Figures: Heinrich Hohenberg and Rudolph Reimer (Heinrich-Pette-Institut, Hamburg).

Analysis of amyloid fribrils of human semen using transmission electron microscopy (TEM); 17,000-times magnified. One part (peptide) of a prostate enzyme of prostatic acid phosphatase (PAP) forms amyloid fibrils in human semen. These significantly enhance infectiousness of HIV-1 under laboratory conditions. It is therefore probable that they support the sexual transmission of HIV-1.

Figure 2: SEVI: semen-derived enhancer of virus infection. Transmission electron microscopy analysis of EGCG-treated SEVI in a closed system. Corresponding images are arranged side by side. (A) Dissolved EGCG is shown inside the ultrathin sectioned microtubes and at different magnifications. The overview shows the interface between the tube wall (arrow) and the tube's lumen filled with EGCG (magnification: 3000×).
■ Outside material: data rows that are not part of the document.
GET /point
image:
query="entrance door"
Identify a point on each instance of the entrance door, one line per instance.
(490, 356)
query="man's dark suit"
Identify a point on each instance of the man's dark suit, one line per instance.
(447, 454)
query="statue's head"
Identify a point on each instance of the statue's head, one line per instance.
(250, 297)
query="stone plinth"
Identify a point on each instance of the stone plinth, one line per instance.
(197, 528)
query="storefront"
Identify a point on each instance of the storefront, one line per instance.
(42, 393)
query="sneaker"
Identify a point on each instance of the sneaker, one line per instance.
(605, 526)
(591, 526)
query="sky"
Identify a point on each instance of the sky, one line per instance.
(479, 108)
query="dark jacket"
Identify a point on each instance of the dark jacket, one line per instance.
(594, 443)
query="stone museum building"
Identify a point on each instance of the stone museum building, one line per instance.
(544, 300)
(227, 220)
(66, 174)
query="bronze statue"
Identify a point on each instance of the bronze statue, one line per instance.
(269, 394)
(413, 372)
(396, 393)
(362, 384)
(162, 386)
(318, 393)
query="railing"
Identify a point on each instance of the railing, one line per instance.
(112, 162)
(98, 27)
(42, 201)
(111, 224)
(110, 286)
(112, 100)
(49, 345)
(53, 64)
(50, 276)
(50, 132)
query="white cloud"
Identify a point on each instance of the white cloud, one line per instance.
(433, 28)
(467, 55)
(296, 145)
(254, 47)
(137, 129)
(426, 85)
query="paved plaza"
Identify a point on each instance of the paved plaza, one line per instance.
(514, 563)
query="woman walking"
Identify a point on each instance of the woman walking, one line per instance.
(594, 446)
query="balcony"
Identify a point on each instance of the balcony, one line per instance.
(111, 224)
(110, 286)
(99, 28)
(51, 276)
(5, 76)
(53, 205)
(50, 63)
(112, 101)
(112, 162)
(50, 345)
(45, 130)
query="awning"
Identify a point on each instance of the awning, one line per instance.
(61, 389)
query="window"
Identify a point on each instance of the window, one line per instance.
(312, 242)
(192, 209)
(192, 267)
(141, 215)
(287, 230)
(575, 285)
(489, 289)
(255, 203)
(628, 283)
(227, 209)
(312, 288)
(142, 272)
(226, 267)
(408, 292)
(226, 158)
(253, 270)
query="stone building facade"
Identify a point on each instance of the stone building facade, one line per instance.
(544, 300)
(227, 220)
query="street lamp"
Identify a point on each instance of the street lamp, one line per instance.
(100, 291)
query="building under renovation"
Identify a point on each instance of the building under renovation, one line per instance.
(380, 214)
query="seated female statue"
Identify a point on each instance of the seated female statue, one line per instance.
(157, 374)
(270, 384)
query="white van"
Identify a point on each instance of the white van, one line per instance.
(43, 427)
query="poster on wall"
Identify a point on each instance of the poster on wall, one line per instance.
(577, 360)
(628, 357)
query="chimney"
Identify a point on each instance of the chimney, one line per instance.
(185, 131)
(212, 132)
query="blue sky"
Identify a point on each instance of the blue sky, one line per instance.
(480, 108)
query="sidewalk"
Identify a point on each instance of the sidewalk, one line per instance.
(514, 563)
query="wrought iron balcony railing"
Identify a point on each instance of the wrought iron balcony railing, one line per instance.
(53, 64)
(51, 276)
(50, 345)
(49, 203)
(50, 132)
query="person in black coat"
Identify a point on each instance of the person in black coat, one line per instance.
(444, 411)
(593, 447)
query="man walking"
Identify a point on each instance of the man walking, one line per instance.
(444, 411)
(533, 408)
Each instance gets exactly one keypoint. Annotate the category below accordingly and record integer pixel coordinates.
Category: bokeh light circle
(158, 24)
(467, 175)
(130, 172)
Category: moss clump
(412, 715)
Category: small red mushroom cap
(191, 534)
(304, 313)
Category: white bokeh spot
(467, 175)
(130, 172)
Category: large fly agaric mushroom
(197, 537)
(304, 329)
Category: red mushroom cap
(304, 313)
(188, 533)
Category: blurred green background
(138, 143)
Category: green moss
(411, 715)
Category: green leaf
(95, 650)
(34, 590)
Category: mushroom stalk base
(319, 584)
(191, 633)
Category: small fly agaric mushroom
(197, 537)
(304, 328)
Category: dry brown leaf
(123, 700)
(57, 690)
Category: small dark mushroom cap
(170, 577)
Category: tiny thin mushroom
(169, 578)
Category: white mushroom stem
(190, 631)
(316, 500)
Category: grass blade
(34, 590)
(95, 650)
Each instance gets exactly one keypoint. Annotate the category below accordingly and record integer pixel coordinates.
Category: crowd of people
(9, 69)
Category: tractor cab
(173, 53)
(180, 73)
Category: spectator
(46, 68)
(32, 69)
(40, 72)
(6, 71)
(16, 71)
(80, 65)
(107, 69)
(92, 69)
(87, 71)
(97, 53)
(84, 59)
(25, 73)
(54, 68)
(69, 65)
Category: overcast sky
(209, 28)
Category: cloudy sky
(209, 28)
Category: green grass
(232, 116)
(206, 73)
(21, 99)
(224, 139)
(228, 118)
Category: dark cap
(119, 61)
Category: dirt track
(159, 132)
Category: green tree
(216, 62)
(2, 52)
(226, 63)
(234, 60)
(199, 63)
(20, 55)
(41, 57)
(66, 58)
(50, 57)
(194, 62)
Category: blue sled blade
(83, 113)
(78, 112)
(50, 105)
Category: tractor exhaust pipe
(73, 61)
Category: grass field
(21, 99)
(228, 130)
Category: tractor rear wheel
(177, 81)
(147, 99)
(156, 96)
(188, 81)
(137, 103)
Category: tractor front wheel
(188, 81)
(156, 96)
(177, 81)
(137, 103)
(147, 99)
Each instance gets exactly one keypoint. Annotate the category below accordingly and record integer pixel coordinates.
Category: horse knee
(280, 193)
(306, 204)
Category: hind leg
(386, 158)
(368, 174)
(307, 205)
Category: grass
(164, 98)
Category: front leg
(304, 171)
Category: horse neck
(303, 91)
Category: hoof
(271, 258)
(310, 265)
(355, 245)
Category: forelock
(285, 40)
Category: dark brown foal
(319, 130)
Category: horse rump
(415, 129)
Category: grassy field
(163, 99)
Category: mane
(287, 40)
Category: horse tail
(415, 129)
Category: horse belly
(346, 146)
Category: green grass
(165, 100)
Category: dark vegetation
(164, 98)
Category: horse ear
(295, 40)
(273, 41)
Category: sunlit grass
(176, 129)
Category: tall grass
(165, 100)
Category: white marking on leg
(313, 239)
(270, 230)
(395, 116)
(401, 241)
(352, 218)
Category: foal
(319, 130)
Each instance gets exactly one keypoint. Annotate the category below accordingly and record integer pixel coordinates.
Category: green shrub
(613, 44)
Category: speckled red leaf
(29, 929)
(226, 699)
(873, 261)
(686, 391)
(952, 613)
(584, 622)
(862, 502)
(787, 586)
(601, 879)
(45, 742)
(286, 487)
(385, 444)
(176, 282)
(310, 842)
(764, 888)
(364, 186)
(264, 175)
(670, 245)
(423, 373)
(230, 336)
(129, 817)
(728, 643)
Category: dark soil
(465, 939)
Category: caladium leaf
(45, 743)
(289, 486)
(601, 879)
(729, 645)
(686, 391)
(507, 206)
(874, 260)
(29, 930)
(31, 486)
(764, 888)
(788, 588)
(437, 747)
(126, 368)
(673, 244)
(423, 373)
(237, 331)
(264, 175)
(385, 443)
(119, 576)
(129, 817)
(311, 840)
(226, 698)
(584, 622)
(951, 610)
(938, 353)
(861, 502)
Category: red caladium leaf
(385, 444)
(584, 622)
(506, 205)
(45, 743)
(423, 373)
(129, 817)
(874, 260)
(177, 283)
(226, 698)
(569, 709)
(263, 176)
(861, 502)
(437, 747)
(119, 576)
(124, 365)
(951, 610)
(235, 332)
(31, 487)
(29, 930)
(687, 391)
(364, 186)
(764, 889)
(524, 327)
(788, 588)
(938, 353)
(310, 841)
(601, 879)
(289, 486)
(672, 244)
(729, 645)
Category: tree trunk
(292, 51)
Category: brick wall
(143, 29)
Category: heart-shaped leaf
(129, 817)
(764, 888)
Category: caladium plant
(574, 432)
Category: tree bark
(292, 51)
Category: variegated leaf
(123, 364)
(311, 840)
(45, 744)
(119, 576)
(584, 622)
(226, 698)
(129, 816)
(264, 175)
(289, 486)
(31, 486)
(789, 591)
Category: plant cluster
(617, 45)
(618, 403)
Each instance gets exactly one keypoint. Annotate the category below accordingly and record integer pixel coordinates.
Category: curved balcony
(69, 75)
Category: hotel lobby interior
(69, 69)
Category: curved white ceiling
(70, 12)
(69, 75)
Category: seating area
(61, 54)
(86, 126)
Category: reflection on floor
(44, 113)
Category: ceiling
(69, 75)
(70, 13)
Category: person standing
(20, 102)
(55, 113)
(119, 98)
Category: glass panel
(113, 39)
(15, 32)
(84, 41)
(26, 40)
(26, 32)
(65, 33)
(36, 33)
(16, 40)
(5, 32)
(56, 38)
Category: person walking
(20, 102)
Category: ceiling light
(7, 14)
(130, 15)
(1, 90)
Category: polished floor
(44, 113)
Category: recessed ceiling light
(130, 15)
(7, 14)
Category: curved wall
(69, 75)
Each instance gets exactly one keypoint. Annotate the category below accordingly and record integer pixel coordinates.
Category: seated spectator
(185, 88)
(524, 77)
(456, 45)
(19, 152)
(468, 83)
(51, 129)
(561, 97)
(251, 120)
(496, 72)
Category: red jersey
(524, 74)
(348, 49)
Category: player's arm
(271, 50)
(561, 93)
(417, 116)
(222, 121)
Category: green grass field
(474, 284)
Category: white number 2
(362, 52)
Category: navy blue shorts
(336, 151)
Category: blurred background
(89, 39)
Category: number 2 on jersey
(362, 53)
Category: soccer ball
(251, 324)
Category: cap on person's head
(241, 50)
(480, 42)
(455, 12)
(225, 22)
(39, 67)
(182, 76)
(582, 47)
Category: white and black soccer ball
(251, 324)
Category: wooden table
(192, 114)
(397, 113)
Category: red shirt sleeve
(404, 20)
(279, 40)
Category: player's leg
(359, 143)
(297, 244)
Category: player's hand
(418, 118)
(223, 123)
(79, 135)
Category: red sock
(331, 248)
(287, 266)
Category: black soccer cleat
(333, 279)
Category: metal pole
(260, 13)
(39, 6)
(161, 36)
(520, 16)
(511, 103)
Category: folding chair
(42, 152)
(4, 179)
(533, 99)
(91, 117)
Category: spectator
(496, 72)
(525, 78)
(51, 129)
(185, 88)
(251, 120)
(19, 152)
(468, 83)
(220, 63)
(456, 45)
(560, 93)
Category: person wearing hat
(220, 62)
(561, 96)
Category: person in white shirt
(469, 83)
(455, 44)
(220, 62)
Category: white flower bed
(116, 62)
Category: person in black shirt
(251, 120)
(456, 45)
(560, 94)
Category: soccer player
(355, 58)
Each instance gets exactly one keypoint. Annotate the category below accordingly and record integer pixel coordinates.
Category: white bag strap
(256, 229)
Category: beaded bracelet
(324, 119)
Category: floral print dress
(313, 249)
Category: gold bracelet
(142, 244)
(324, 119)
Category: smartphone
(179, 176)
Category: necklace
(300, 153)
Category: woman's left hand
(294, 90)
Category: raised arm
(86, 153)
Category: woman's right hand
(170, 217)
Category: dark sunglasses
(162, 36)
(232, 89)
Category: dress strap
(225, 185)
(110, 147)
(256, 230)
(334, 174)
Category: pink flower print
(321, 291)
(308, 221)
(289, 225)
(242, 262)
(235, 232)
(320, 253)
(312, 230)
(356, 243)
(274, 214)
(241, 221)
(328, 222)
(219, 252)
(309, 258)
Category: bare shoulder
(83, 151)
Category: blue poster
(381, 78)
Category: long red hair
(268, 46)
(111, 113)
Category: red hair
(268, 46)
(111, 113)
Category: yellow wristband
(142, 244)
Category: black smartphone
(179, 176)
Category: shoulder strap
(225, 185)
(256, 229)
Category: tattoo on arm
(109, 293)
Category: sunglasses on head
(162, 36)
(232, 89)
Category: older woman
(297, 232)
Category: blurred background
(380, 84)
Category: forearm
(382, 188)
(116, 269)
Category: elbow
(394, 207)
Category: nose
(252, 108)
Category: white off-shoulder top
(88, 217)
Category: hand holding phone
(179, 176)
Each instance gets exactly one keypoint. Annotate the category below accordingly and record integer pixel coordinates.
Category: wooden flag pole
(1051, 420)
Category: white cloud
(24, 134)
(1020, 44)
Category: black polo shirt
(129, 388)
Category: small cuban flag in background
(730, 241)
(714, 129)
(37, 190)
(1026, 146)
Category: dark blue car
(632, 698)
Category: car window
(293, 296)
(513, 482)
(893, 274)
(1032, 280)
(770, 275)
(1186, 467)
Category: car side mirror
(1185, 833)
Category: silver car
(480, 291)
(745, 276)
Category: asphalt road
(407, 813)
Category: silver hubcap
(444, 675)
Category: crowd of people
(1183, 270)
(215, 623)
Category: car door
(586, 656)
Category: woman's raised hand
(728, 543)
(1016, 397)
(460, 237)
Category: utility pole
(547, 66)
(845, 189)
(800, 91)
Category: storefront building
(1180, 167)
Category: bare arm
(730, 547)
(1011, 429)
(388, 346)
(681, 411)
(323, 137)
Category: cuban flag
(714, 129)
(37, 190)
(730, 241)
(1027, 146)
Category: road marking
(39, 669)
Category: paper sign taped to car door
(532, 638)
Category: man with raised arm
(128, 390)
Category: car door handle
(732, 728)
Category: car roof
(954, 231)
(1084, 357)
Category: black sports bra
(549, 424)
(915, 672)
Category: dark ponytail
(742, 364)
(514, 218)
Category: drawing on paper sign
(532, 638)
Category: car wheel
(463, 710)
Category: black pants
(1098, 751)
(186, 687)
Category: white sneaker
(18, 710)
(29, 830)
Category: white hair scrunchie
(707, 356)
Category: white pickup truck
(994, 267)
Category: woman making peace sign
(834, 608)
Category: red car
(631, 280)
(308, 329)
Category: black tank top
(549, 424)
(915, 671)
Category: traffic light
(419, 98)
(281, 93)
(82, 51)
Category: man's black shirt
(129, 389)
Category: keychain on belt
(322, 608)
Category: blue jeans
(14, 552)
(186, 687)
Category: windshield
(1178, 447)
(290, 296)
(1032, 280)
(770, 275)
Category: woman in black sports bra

EGCG aggregates are organized in different patterns (magnifications: 35,000× and 75,000×). (B) The SEVI solution shows a high density of SEVI-specific amyloid fibrils (magnification: 3,000×). Because of the embedding angle, the fibrils often run out of the section plane (magnification: 28,000×). Nevertheless, their length differs between 30 and 90 nm. (C) Appearance of SEVI after 12 h of incubation in EGCG. The small EGCG aggregates diffused from the outside through the porous membrane into the lumen of the tube covering the surface of the fibrils (magnification: 6,300×). (D) Degradation of the majority of SEVI after 60 h of incubation in 10 mM EGCG.

Figurel A: Intact fibrils have a characteristical filamentous structure.

Figure B: After 60 hrs of incubation in EGCG an ingredient of green tea, fibrils have dissolved almost completely.